LLVMpipe: OpenGL With Gallium3D on Your CPU

The software rasterizer used in Mesa that allows for software acceleration of OpenGL on the CPU without any assistance from the graphics processor has largely been useless. Even with a modern-day, multi-core processor, the performance of Mesa's software rasterizer has been abysmal. The performance of Mesa classic DRI drivers have traditionally been poor anyways compared to the high-performance, proprietary NVIDIA/ATI graphics drivers, but when dealing with just the software rasterizer there really aren't any games or applications that run well. Fortunately, software acceleration on Gallium3D is very much a different story thanks to LLVM.

Most often when we are talking about Gallium3D drivers we are usually talking about one of the upcoming or current state trackers (like OpenGL, OpenCL, OpenGL ES, OpenVG, DirectX, etc) or one of the drivers. The Gallium3D hardware drivers include CELL, i915, i965, Nouveau (NV50/NVFX), R300, and SVGA. Unfortunately the only ones that have been really maturing are Nouveau for NVIDIA graphics cards, R300 for ATI Radeon R300-R500 (up through the Radeon X100 series), and SVGA, which is a virtual Gallium3D driver created by VMware for use within their virtualization stack by guest operating systems. If you have not had a graphics card that runs well with Gallium3D, you really have not been able to experience its implemented state tracker features or its improved performance over classic Mesa, but now using the software driver is becoming a more viable option.

The original solution for running Gallium3D in the software / on the CPU rather than with a real GPU driver was a driver called softpipe. Gallium3D's Softpipe driver has been to serve as a reference implementation of a Gallium3D driver and to use in fallback scenarios where there is no graphics hardware support available. Softpipe is still a better option than the software rasterizer found in classic Mesa, but VMware (former Tungsten Graphics employees) have taken the performance to the next level with LLVMpipe.

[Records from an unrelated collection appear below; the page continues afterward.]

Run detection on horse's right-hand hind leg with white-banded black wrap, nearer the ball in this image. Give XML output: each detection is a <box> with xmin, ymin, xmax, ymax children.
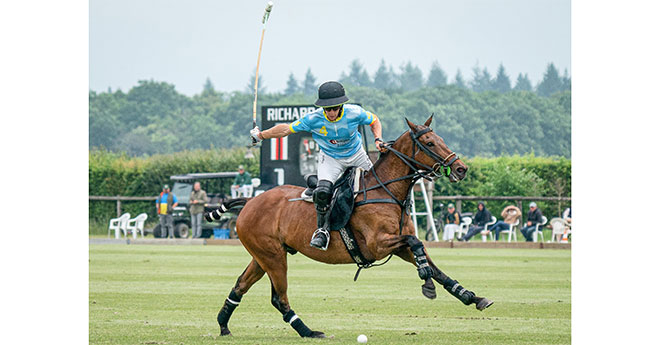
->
<box><xmin>264</xmin><ymin>253</ymin><xmax>325</xmax><ymax>338</ymax></box>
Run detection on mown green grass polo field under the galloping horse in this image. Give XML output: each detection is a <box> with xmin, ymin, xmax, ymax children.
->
<box><xmin>89</xmin><ymin>245</ymin><xmax>571</xmax><ymax>344</ymax></box>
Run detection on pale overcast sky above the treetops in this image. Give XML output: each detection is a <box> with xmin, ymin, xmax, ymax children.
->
<box><xmin>89</xmin><ymin>0</ymin><xmax>571</xmax><ymax>95</ymax></box>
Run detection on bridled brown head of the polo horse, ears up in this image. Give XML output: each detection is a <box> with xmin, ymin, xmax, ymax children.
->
<box><xmin>406</xmin><ymin>115</ymin><xmax>468</xmax><ymax>182</ymax></box>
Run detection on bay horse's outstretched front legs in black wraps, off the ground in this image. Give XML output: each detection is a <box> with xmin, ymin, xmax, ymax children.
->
<box><xmin>395</xmin><ymin>235</ymin><xmax>493</xmax><ymax>310</ymax></box>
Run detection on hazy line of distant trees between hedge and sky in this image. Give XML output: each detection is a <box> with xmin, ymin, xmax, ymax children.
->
<box><xmin>89</xmin><ymin>60</ymin><xmax>571</xmax><ymax>157</ymax></box>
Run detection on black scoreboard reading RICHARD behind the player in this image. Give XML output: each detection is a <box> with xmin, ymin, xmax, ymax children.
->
<box><xmin>258</xmin><ymin>105</ymin><xmax>368</xmax><ymax>190</ymax></box>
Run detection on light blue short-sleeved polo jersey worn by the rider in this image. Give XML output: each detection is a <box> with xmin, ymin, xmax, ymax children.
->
<box><xmin>289</xmin><ymin>104</ymin><xmax>376</xmax><ymax>158</ymax></box>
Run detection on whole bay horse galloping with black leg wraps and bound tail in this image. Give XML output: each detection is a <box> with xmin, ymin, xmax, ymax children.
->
<box><xmin>207</xmin><ymin>115</ymin><xmax>493</xmax><ymax>338</ymax></box>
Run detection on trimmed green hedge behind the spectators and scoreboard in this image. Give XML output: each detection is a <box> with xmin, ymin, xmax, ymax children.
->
<box><xmin>89</xmin><ymin>148</ymin><xmax>571</xmax><ymax>222</ymax></box>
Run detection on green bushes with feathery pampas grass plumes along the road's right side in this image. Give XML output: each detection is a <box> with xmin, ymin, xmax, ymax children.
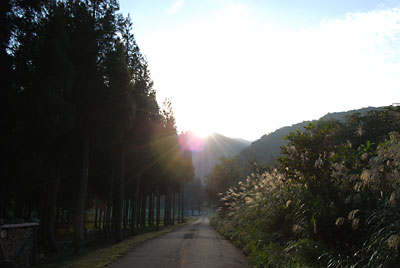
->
<box><xmin>213</xmin><ymin>107</ymin><xmax>400</xmax><ymax>267</ymax></box>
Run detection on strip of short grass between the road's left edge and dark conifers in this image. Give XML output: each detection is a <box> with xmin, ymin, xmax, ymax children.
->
<box><xmin>36</xmin><ymin>218</ymin><xmax>195</xmax><ymax>268</ymax></box>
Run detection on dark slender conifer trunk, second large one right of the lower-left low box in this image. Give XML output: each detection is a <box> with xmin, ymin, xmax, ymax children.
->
<box><xmin>74</xmin><ymin>122</ymin><xmax>89</xmax><ymax>254</ymax></box>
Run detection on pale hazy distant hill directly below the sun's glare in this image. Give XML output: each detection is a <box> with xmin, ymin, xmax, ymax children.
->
<box><xmin>192</xmin><ymin>133</ymin><xmax>250</xmax><ymax>183</ymax></box>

LLVMpipe is a fork of the Softpipe driver that uses LLVM for code generation. Yes, LLVM as in the Low-Level Virtual Machine compiler infrastructure. LLVM is unique for its modular design and advanced capabilities, which open-source GPU developers have been long wanting to tap into after Apple began using LLVM to compile some GPU shaders in unique cases on their Mac OS X operating system. LLVM could be used similarly within GPU drivers for optimizing shaders and IR as was talked about at FOSDEM 2009 or in the case of LLVMpipe it is being used entirely to generate optimized code that targets the CPU.

The LLVMpipe Gallium3D driver currently implements the entire fragment pipeline in a single function and supports input interpolation, depth testing, texture sampling, fragment shader TGSI translation, alpha testing, blend in SoA and AoS layouts, and provides generic code output, among other implemented features (these are just the completed items that are documented). With the texture sampling what is support are 1D/2D/3D/cube maps, texture wrap modes, texture-filtering modes, and most texture formats. There still is some work to do in this driver to fully take advantage of the latest Gallium3D and LLVM advancements, but last month it gained some speed as Zack Rusin and José Fonseca has been working to implement the vertex pipeline and other features. Last week LLVMpipe began running two to six times faster in some tests thanks to the new geometry processing pipeline that the driver implements. With the recent activity in LLVMpipe, we found it time to benchmark this Gallium3D driver.

The Gallium3D LLVMpipe driver does not touch the GPU, so it can be run with any graphics card. However, for efficient performance, you will want to be running a 64-bit operating system and a CPU that supports SSE2.0 or better. LLVM can take advantage of SSE3 and SSE4 extensions too, which will result in even greater performance. To no surprise, the better the CPU you have, the better LLVMpipe will perform. The more cores that the CPU has, the better the performance will be too, as the rasterizer supports threading and tiling. If you are running a high-end Intel Core 2 Duo/Quad, an Intel Core i3/i5/i7, Intel Xeon, AMD Athlon II X4, AMD Phenom II, or AMD Opteron your CPU should be adequate.